Billionaire Boss, M.D.(50)
“After I failed to soothe her and her health declined, I was forced to grant her a divorce, but I gave her all the money I had. I wanted her to buy a beautiful house in an upscale neighborhood, to have enough money to bring you up in luxury, so she never had to work too hard and could be with you more. Problem was, only a portion of the money was mine. The rest was family funds. I thought I’d manage paying it back before anyone found out, but they did.
“They went after her for the money and things escalated. I was helpless to stop it from spiraling into an ugly legal fight. During the proceedings, my family even tried to get custody of you, claiming she was unbalanced. That was when she told me she never wanted to see me again, that she’d already told you I didn’t want to see you, and that my family were horrible people who wanted to throw you out on the streets. I still came regularly through the years, trying to see you, but she wouldn’t let me. She said you were stable and hardworking and the last thing you needed was the upheaval of my erratic presence and the influence of my evil family.
“By the time you became an adult and I could approach you without her consent, you’d had too many years without knowing me. I knew she’d turn it into a fight over you, causing you the upheaval she said she protected you from. I felt I already failed you, so... I gave up.
“When she became ill, I installed a lump sum in a new account in her name, asked her attorney and bank to let you think it was a backup plan she always had, and gave you full control of it, so her care didn’t burden you, at least financially. Dio mio, figlia mia, my daughter, I wanted to be there for you, but I didn’t know what to say. I didn’t want to blame her for anything in her condition. But the moment I heard of her death, I had to try again. She wasn’t there to be hurt if your opinion of her changed, or for you to be torn between us. And...here we are.”
It all added up. Knowing her mother, Lili accepted this as a plausible explanation. It shed a new, understandable light on the Accardis and a favorable one on her father.
Before she could get any words past the vise gripping her throat, her father bent over her, taking her hands in his. “I don’t ask that you forgive me for not fighting harder to be your father. I only hope you’ll give me the chance to be in your life now, in any way. Like your future groom, I believe you deserve only the best, and I hope you’ll give me the privilege of doing my best to provide you with it.”
And she found herself in his arms, hugging him and being hugged by him, the father she’d never had, but would now have for as long as life allowed them.
After her father deluged her in apologies, and obtained her promise to let him into her life, she turned to Antonio. He was on his feet, muscles bunched, gaze pinned on them.
Unable to read his expression, she reached out to him.
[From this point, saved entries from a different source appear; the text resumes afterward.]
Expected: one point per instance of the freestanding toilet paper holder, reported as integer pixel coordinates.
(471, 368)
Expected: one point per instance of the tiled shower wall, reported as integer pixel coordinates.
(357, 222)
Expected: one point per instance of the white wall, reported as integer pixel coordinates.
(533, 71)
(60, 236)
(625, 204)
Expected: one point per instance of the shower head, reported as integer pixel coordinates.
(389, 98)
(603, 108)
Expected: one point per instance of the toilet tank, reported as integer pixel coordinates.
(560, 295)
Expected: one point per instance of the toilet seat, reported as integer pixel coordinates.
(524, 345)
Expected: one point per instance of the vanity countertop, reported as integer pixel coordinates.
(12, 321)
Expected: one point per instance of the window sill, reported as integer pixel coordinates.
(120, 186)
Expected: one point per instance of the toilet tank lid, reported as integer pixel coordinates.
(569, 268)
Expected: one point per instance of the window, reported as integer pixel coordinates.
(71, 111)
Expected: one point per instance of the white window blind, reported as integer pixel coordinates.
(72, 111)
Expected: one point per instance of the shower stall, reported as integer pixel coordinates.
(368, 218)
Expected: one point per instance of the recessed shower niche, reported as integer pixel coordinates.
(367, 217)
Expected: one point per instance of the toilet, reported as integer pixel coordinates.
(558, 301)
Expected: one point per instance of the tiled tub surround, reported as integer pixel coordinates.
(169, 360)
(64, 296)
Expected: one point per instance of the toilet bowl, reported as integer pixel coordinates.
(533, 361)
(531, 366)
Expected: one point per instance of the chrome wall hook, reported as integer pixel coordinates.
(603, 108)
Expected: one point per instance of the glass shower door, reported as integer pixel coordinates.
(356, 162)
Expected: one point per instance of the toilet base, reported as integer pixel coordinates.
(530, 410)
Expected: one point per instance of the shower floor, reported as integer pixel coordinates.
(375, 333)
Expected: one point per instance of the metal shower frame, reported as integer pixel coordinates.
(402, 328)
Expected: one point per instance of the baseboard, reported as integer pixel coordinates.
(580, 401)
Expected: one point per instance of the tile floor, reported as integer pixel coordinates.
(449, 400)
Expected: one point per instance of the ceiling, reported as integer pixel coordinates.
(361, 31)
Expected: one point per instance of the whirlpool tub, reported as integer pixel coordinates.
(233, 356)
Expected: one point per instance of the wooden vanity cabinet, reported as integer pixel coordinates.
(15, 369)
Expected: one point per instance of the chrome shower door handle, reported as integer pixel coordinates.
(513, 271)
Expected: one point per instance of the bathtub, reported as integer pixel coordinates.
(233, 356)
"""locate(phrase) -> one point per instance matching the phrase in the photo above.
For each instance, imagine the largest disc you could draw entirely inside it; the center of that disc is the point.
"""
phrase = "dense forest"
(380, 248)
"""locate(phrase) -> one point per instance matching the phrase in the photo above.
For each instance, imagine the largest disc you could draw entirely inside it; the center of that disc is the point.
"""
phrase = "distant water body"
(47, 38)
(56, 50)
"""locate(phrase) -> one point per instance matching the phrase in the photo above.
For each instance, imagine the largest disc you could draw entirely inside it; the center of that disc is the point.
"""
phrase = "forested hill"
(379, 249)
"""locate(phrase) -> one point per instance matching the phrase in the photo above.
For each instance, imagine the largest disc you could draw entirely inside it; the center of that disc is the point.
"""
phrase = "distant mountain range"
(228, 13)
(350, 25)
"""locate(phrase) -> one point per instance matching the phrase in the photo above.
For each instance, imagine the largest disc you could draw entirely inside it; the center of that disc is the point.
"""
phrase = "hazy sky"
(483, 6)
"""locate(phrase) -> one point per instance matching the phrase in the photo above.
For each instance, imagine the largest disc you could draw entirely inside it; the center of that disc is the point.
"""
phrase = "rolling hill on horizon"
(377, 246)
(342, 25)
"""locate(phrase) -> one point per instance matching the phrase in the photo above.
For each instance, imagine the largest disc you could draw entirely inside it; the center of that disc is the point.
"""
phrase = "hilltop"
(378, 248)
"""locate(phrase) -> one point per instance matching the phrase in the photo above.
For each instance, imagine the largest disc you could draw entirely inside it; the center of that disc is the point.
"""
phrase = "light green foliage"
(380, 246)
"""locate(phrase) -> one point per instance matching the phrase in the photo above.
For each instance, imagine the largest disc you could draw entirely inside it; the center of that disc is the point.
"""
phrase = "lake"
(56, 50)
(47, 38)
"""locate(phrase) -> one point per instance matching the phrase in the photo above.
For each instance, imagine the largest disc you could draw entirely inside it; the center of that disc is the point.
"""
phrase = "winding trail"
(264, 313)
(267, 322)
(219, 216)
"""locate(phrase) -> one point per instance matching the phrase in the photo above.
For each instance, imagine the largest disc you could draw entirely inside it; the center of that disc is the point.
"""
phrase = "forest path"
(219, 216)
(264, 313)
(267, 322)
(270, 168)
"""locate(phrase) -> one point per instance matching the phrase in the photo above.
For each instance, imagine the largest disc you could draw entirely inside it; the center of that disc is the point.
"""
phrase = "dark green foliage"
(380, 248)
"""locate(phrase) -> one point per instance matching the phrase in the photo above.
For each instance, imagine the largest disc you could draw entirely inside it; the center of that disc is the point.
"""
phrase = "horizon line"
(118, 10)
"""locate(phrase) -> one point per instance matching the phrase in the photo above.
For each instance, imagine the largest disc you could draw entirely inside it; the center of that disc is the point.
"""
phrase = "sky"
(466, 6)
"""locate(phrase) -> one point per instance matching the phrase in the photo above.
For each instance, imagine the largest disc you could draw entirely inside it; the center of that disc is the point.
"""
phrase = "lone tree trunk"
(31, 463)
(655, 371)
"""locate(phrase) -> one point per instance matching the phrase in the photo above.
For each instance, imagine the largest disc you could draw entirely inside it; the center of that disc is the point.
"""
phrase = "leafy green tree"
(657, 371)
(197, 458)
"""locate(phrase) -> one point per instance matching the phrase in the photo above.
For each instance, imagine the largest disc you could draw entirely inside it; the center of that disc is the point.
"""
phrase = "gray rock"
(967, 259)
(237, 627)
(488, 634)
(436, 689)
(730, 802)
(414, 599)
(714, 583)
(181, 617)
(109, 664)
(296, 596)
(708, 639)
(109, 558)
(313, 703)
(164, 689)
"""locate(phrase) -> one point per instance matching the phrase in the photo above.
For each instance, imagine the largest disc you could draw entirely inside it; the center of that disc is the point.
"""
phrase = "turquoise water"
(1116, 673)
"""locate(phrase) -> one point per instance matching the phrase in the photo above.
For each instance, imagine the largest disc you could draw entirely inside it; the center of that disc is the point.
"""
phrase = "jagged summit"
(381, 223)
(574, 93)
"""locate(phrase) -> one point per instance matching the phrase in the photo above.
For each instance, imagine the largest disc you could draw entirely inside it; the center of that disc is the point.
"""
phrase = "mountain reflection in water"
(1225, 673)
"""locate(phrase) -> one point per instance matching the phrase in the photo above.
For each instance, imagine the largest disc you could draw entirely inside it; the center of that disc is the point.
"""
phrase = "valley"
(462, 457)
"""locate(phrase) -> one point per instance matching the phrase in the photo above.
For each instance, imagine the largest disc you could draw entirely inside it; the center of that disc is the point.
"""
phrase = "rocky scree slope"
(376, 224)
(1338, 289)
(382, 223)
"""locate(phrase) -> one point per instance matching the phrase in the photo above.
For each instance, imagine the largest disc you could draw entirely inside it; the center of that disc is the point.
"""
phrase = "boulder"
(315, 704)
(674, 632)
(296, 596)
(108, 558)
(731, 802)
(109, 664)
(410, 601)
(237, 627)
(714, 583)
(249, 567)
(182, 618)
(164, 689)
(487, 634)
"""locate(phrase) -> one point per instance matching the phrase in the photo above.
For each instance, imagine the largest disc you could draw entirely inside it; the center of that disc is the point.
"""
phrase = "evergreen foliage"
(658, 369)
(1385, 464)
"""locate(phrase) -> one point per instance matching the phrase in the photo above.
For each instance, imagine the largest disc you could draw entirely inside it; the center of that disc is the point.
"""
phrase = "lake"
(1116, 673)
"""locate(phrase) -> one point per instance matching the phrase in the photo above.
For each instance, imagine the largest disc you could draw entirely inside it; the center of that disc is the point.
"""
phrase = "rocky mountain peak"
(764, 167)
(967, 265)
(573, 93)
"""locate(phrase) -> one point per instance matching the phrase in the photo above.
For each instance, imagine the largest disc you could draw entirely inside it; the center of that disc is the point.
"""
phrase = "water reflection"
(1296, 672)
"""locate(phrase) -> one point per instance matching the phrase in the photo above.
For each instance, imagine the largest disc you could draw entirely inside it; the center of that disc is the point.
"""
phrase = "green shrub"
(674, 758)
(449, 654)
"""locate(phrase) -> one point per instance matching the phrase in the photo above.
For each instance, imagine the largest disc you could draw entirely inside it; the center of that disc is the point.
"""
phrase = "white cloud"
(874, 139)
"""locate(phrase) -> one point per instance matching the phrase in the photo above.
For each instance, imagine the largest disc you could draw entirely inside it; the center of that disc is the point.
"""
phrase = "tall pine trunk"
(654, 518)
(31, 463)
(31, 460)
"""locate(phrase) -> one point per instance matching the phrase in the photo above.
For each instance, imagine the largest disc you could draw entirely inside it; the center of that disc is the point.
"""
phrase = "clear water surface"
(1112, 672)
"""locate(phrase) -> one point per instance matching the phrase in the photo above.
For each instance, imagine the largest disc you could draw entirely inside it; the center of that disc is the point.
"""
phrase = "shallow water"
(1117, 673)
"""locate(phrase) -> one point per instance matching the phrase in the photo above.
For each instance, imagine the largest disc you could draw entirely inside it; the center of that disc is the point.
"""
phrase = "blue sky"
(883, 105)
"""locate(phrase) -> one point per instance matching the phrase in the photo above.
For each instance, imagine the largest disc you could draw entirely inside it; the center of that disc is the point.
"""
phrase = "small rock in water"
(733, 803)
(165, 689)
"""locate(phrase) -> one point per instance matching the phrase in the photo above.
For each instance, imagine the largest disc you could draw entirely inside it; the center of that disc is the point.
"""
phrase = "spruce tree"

He at once claimed her to his side, wincing down at her. “Mi amore, your tears kill me, even ones of happiness.”
Blubbering a laugh, she wrapped her arms around him. “You’ll have to withstand those. It’s not every day that I get my father back.” She met his turbulent gaze and smiled, asking him silently for his blessing.
As he took her trembling lips, he murmured against them for her ears only. “He can call me Antonio.”
Whooping with delight, she invited her father closer, hugging him with her other arm. “You can call him Antonio.”
Realizing the significance of that, her father poured jubilation all over them. After getting confirmations that they’d make use of him in their wedding preparations, and anything else, for life, he led them back to where the Accardis awaited them en masse.
Entering the ballroom tucked into Antonio’s protection, Lili boggled at the number of polished elites who queued to introduce themselves.
Not that she thought their regard had anything to do with her. They were here at her father’s demand, to make a grand gesture in his atonement campaign. But all the awe everyone exhibited was on Antonio’s behalf.
The night blurred from then on. The only thing she registered clearly was Antonio’s simmering intensity. He might have sanctioned her father’s story and had acquitted him of being a cold-blooded deserter, but it was clear the Accardis hadn’t passed his test.
Then suddenly, the unease she felt in Antonio spiked to something else. Something darker.
Trying to understand why, she paid extra attention to the people who’d just come forward, but she found nothing different about them.
Before she could probe the situation further, her father pulled her away while Antonio remained held back by the newcomers.
As she greeted two more of her father’s cousins twice removed, her focus remained on Antonio as he frowned at those who thronged around him. Then one of the two men said something to her that made her give him her full attention.